I also have another unrelated question if you do not mind:

i dont yet fully understand the separation of the strings and functions from the other values, focused on the strings at the moment in conjunction with the interning.

From what i get is that we have our lox runtime strings as Value::String which wrap a StringId which points into the heap to a rust string. For the interning at the moment you have the string_ids function in the compiler that deduplicates the StringIds.

But then there are still multiple Value::String's for the same StringId. Additionally i think not every place used the string_ids function. For example the Add opcode which caused multiple StringIds to exist for the same rust string. I tried to harmonize that by moving the strings_by_name field and string_ids function to the heap and also calling it in the native_functions and the add opcode. but i have now started getting issues with the StringIds getting swept away prematurely when grabbing them for native functions or the add opcode.

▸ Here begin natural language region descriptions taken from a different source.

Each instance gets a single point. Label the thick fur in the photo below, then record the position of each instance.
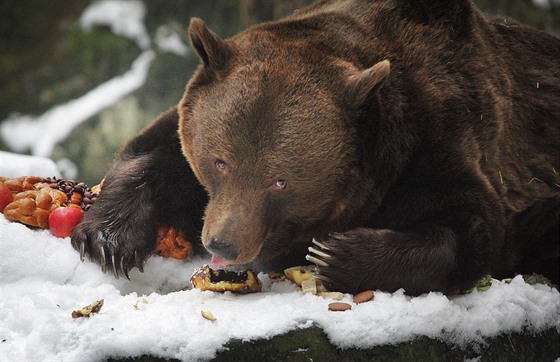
(417, 140)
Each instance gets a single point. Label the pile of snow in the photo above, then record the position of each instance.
(40, 134)
(124, 17)
(168, 40)
(42, 281)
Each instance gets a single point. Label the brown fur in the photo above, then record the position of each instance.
(418, 140)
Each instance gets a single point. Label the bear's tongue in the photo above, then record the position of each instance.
(219, 262)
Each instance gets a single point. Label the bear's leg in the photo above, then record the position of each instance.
(150, 184)
(422, 259)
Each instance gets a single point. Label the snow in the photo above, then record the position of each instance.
(168, 40)
(42, 281)
(124, 17)
(40, 134)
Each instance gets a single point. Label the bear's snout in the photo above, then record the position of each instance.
(222, 248)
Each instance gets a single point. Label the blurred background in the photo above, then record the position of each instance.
(80, 77)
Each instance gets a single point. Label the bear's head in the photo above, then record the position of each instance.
(269, 127)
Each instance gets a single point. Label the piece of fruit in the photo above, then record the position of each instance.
(63, 220)
(5, 196)
(298, 274)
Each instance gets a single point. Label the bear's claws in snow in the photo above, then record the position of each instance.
(318, 256)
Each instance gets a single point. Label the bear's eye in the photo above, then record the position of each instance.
(220, 165)
(280, 184)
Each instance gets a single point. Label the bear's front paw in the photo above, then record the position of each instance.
(118, 244)
(341, 262)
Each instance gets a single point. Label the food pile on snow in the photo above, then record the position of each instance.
(59, 205)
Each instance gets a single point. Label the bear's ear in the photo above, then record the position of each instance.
(362, 85)
(212, 50)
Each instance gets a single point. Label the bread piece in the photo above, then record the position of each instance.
(219, 280)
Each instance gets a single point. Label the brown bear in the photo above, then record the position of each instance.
(415, 142)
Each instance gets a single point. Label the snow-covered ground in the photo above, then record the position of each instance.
(42, 281)
(40, 134)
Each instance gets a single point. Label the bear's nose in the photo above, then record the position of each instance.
(222, 248)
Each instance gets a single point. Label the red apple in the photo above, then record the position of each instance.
(5, 196)
(63, 220)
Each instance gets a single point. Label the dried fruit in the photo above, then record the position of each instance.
(339, 307)
(172, 244)
(34, 206)
(298, 274)
(363, 297)
(89, 310)
(6, 196)
(77, 192)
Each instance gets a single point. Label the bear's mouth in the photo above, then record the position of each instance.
(219, 262)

abesto commented 1 year ago

So the issue seems to be with the hashmap itself???

I'm fairly confident HashMap is fine, and something is wrong in either the original clox-rs code that you're now triggering, or something's up in your code :D If you want to the bottom of this, I'd say: try to build a minimal repro, and post on your favorite Rust forum. Maybe drop a link here for continuity / my interest.

But then there are still multiple Value::Strings for the same StringId.

That's perfectly fine! This is kind of the clox-rs way of maintaining multiple references to the same value. (I think. It's been a while.)

Additionally i think not every place used the string_ids function.

Yep, this is a performance trade-off if I remember correctly. Your choices are:

  1. Always look up if you're already storing a string when creating a new one. This minimizes memory cost, but your performance is gonna suck if user code is creating lots of strings in a hot loop.
  2. Only look up string IDs by value in some carefully chosen places, notably, not when user code generates new strings. This means we'll have suboptimal memory usage (i.e. we'll store some strings in multiple StringIds), but in exchange creating strings is cheap.

I vaguely remember this trade-off being discussed in the book too, maybe not in the case of strings? But I can't find it at a quick search.

abesto commented 1 year ago

but i have now started getting issues with the StringIds getting swept away prematurely when grabbing them for native functions or the add opcode.

That's a GC bug then - IIRC I used native functions as GC roots, and the mark phase ought to mark the strings containing the function names as used, but maybe I missed something that your code is triggering, or maybe you missed something in new code (like adding something as a GC root that should be a GC root, or not recursing into something in the mark phase).

abesto commented 1 year ago

... actually, here's one thing that might be happening with the HashMap / StringId segfaults: StringIds store raw memory locations, right? Now, HashMaps are allowed (and expected) to reorganize their stored values all the time. This would invalidate the memory location stored in a StringId.

Possibly this was fine in the original implementation because the HashMap is frozen and small, it's only ever populated in one go during parsing. Changing the hashmap all the time at runtime is likely to trigger this bug (and it being non-deterministic isn't a surprise). On test you could run is: using the original code, define a ton of functions / string constants. Like, hundreds or thousands. Then see if accessing them explodes.

Bottom line: the whole "store memory locations in *Ids" is wonky AF, and shouldn't really exist, honestly, but it's the best I could come up with at the time :)